The moves are part of the college’s multi-year effort to balance its budget and adjust to a smaller student body as enrollment has declined. The faculty reduction — along with cuts to the administrative team, the details of which will be announced soon — have long been in the works and were not driven by the COVID-19 pandemic, Treadwell said.
These latest steps “are really tied to, first and foremost, assessing the student experience, the quality of our academic program and where we might have inefficiencies or where we haven’t adjusted to a lower enrollment at Keene,” she said in an interview Friday afternoon. “And this has been the long focus for the campus through our strategic process.”
The college is expecting an enrollment of around 3,200 this year, compared to just under 3,350 last year, she said. In fall 2013, the college had nearly 5,000 students.
Earlier Friday, Treadwell notified the campus community of the changes in an email and at a virtual town hall.
The college has not identified particular professors to let go, only the departments where reductions are needed. Treadwell said she hopes to achieve the cuts through faculty choosing to take early retirements or voluntary buyouts.
Treadwell took over the job three years ago at a time when Keene State faced a multimillion-dollar budget deficit, and made about $7.5 million in cuts heading into fall 2017. At the same time, the college began planning for how to make the institution financially viable in the long term, including a previous round of faculty and staff buyouts.
Treadwell said the steps announced Friday are the culmination of those efforts, and will not only balance the budget but put the college into the black.
The college still had to close a $3 million budget gap, and the expected payroll savings from the faculty and administration cuts are close to $6 million, which should give the college the operating margin it needs starting in the 2021-22 academic year, Treadwell said.
The college plans to cut two faculty each in economics and political science, English, and math, according to Treadwell. Programs slated to lose one position each are American studies, art and design, biology, chemistry, history, information studies/library, music, public health, and women’s and gender studies.
Treadwell said those decisions were based on assessing data from all departments to identify which had too many or too few faculty based on enrollment. The assessment looked at statistics like the number of full-time faculty per student advisee and per credit hour delivered.

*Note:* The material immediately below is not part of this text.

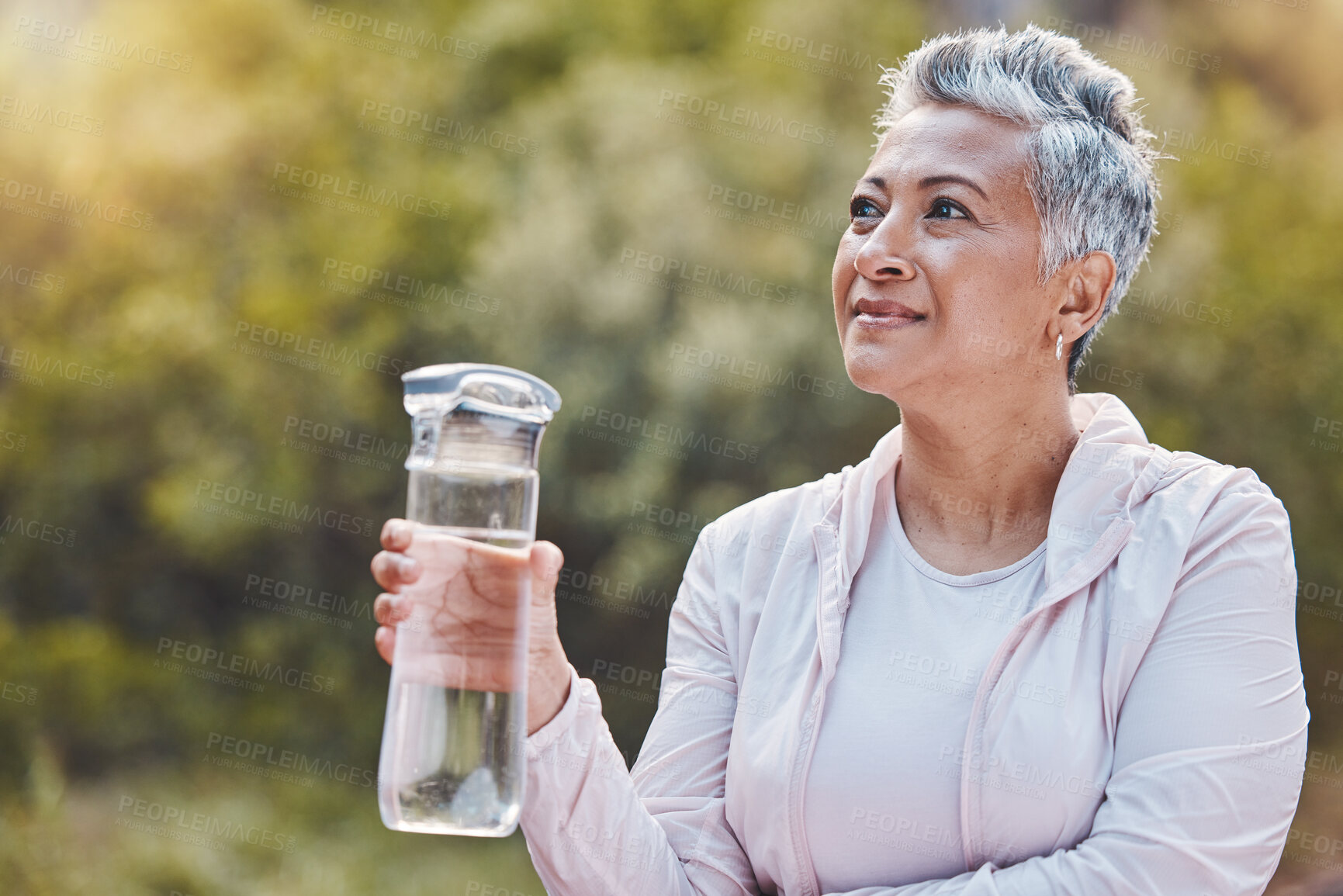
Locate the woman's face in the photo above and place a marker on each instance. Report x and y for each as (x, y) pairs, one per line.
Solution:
(935, 281)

“The spreadsheets were very big,” she said. “We looked at a wide array of fields.”
She added that faculty had input into the assessment, which also included some qualitative factors to make sure “smaller but central programs” weren’t undervalued.

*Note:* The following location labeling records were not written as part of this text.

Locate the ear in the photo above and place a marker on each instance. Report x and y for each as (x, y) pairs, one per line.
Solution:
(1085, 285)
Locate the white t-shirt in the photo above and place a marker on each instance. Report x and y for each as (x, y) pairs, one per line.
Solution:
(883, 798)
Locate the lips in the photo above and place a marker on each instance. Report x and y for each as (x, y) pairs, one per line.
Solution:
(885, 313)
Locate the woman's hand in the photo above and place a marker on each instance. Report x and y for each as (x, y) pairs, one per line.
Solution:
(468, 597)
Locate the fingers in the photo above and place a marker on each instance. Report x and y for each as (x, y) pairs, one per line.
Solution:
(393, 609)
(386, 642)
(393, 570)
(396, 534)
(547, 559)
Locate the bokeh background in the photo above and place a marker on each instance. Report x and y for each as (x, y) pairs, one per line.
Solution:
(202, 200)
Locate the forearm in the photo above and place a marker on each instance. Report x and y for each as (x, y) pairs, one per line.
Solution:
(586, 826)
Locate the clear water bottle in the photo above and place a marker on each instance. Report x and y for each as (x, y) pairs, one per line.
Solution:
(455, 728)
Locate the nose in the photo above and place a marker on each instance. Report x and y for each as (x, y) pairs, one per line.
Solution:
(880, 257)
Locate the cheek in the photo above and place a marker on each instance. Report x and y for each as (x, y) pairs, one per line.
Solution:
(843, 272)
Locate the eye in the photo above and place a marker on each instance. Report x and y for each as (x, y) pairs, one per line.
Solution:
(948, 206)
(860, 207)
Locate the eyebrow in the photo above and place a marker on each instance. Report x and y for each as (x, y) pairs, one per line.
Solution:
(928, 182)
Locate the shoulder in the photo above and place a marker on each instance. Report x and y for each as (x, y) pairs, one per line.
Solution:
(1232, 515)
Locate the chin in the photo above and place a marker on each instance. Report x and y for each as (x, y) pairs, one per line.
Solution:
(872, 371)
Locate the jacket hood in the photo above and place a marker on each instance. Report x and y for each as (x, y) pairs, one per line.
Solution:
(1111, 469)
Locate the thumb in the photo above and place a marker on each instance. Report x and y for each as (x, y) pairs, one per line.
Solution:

She said that in some majors, each faculty member has way too many students to advise, while others have fewer than they could handle.
“This is not just a downsizing, this is a balancing of the workload and investing in areas that are understaffed,” Treadwell said, referencing the seven new hires that are planned. She did not have the details of those positions at hand.

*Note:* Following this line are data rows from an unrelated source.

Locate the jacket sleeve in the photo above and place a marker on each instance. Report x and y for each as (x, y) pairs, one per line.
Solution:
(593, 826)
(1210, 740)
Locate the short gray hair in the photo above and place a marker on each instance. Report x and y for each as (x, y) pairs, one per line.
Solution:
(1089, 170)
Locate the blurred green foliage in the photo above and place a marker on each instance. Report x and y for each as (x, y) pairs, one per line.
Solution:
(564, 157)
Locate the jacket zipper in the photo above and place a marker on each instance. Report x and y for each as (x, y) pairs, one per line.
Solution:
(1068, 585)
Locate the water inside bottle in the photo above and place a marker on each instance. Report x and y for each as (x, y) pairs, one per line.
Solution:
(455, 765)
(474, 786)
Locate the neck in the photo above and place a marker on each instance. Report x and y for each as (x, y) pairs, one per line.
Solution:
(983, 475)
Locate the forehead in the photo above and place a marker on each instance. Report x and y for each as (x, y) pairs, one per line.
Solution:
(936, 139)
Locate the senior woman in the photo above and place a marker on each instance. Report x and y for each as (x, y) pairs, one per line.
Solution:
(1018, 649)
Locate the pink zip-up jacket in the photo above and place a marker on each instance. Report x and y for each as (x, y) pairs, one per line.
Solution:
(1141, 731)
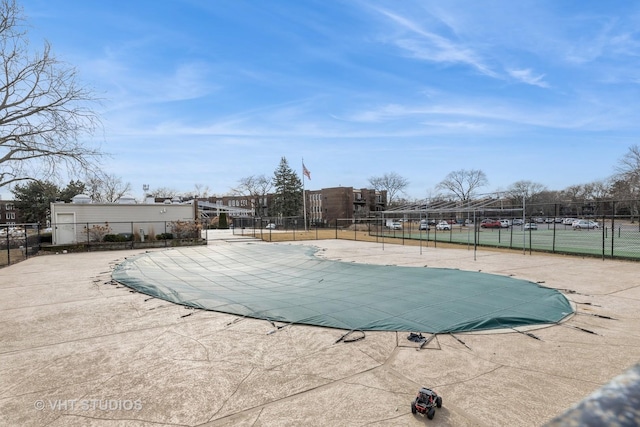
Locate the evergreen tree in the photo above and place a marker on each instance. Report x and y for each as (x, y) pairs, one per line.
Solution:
(222, 221)
(287, 198)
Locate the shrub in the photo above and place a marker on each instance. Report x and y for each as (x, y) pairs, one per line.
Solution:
(114, 238)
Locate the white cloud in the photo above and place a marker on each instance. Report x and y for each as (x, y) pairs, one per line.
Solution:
(527, 76)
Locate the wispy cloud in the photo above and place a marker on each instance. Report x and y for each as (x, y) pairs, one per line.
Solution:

Treadwell acknowledged that COVID-19 creates a lot of financial uncertainty. A rise in cases could force Keene State to go entirely remote again and refund students for room, board and fees, as happened in the spring. The college is planning for ways to quickly lower costs in such a scenario, and the university system has pledged to help its campuses weather the pandemic, she said.
But she said the staffing changes should put the college on solid financial footing to move forward after the pandemic. “There is nothing easy about this, but it’s necessary. We have got to right-size to our enrollment, and we can’t run deficit budgets.”